Many of the people CASL helps are dealing with lifelong trauma, mental and physical health challenges and addiction. Scott Eller is CASL’s chief executive officer. “There was a tenant who had to learn to use a toilet instead of going outside,” says Eller, 52. “And there’s a woman whose lifelong trauma triggers her periodically, and her apartment needs to be patched and put to rights, and that’s OK.”

“When you’re homeless, it’s easy to not want to recover and see how bad your life is,” says Brooks, 58. “Relationships with tenants often start with earning trust to help them transition to a new life.”

One homeless man who regularly played pool at a local bar with Eller moved into a CASL unit after Eller promised to add a full-sized pool table to the clubhouse of a CASL apartment complex on Fruitville Road. Along with amenities offered in most communities, the spaces are updated and chic. “It’s impressive-looking, because we want to encourage tenants to aspire to do better,” Brooks says.

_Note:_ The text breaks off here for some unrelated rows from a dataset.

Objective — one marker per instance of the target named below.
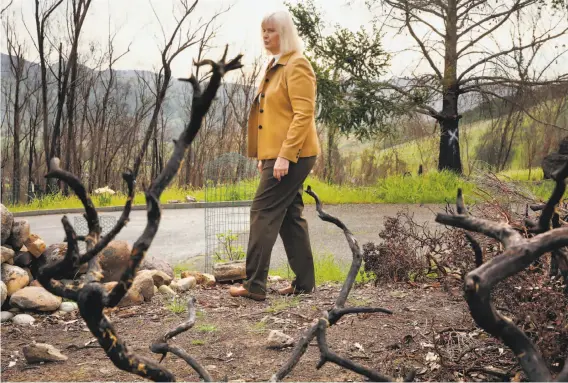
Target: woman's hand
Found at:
(281, 168)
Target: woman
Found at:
(282, 136)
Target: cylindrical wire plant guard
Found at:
(230, 184)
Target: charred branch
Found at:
(519, 254)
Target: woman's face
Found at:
(270, 37)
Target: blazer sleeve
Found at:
(301, 82)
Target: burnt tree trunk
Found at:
(449, 157)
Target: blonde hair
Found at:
(289, 39)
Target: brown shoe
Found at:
(240, 291)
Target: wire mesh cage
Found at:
(230, 184)
(107, 222)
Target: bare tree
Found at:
(16, 52)
(464, 55)
(41, 20)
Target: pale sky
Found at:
(135, 22)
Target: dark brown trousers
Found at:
(277, 208)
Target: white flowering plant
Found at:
(104, 195)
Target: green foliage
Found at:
(177, 306)
(347, 65)
(229, 251)
(327, 269)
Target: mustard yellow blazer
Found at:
(282, 118)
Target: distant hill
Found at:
(127, 81)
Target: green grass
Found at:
(177, 306)
(431, 187)
(327, 269)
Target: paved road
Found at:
(181, 237)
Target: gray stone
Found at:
(6, 316)
(42, 352)
(166, 290)
(114, 260)
(23, 319)
(20, 234)
(3, 292)
(7, 255)
(145, 285)
(68, 307)
(35, 245)
(23, 259)
(151, 263)
(185, 284)
(14, 277)
(7, 220)
(35, 298)
(277, 340)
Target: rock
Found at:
(209, 280)
(20, 234)
(23, 259)
(202, 279)
(35, 298)
(5, 316)
(52, 254)
(3, 292)
(151, 263)
(166, 290)
(278, 340)
(230, 271)
(114, 260)
(7, 255)
(35, 245)
(185, 284)
(145, 285)
(23, 319)
(14, 277)
(159, 277)
(42, 352)
(69, 307)
(7, 220)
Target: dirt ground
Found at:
(230, 334)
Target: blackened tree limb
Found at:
(160, 346)
(353, 245)
(332, 316)
(519, 254)
(91, 304)
(200, 104)
(326, 355)
(75, 184)
(462, 209)
(63, 288)
(560, 187)
(128, 177)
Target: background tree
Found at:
(346, 63)
(459, 41)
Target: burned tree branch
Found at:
(332, 316)
(518, 255)
(90, 294)
(160, 346)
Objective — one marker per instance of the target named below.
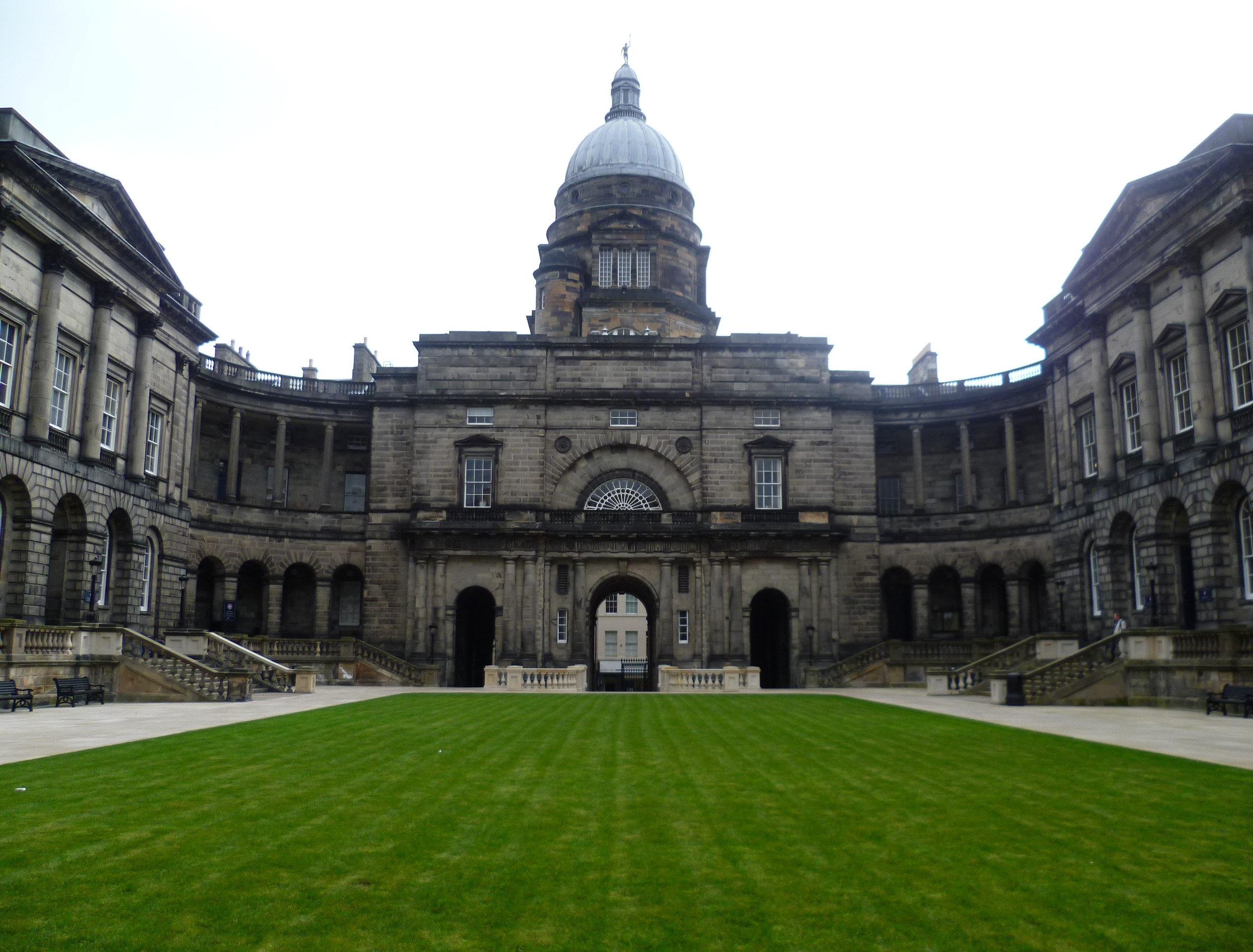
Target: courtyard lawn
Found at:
(623, 822)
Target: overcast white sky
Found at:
(880, 174)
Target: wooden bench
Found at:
(73, 688)
(1239, 694)
(14, 696)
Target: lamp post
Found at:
(90, 614)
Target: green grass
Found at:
(623, 822)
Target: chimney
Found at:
(926, 367)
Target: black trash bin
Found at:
(1014, 696)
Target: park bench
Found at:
(73, 688)
(14, 696)
(1239, 694)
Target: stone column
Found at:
(234, 455)
(1010, 463)
(1199, 378)
(137, 433)
(97, 374)
(1102, 404)
(48, 323)
(280, 495)
(968, 484)
(509, 609)
(528, 607)
(666, 623)
(328, 462)
(736, 595)
(1146, 375)
(920, 491)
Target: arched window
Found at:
(1093, 582)
(623, 494)
(1247, 547)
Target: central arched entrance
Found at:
(632, 664)
(770, 638)
(474, 638)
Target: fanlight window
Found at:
(623, 494)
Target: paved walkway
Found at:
(1163, 731)
(58, 731)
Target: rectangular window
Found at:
(350, 603)
(607, 268)
(768, 481)
(8, 359)
(1181, 393)
(478, 482)
(1088, 444)
(152, 446)
(354, 493)
(1242, 365)
(1132, 416)
(109, 417)
(63, 378)
(643, 270)
(270, 484)
(889, 495)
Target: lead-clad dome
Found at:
(626, 145)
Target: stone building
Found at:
(479, 506)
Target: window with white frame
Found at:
(1088, 444)
(1181, 393)
(478, 485)
(1137, 578)
(643, 270)
(109, 416)
(63, 379)
(1247, 547)
(1241, 361)
(146, 592)
(152, 446)
(8, 361)
(768, 482)
(1094, 582)
(624, 268)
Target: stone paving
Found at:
(1163, 731)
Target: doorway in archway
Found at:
(622, 622)
(770, 640)
(474, 636)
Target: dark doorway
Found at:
(994, 617)
(300, 600)
(770, 642)
(211, 579)
(475, 635)
(251, 599)
(898, 604)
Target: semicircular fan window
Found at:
(623, 494)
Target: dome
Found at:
(626, 145)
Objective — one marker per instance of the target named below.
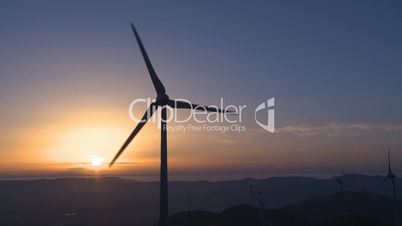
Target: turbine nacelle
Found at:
(162, 100)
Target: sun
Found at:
(96, 161)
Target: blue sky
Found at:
(324, 61)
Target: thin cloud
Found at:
(337, 129)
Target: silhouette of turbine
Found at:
(251, 191)
(339, 180)
(162, 100)
(189, 199)
(392, 177)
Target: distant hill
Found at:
(115, 201)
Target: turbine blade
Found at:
(185, 105)
(160, 89)
(383, 181)
(148, 114)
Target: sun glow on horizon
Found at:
(96, 161)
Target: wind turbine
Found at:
(162, 101)
(339, 180)
(251, 191)
(392, 177)
(189, 199)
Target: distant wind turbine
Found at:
(251, 190)
(189, 199)
(162, 101)
(392, 177)
(339, 179)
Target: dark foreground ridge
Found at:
(120, 202)
(341, 209)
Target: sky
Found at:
(70, 69)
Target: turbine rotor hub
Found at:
(162, 100)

Along with optional trauma-informed programs for residents, like Transitions, which focuses on reintegrating people back into society following incarceration, Eller and Brooks knit together a blanket of community partnerships to create supportive programming with lasting effects.

In Sarasota, CASL currently houses 283 people; by 2025, they will have housed 2,000. Not only does CASL’s mission follow an ethical imperative to help those in need, but Brooks and Eller say it also pays off financially.

“The cost of going through arrest, detox, jail and a crisis unit comes to roughly $1.7 million in taxpayer money for 34 individuals,” says Brooks. “For the same number of people who followed the CASL program, those costs came down to $28,000.” And the good reverberates long after, when “they often get jobs or reunite with family members,” he says.

“It’s not about politics or religion,” says Eller. “We’re here to support and transform lives. You can survive horrible experiences and you may have caused pain, but we trust who you can become.”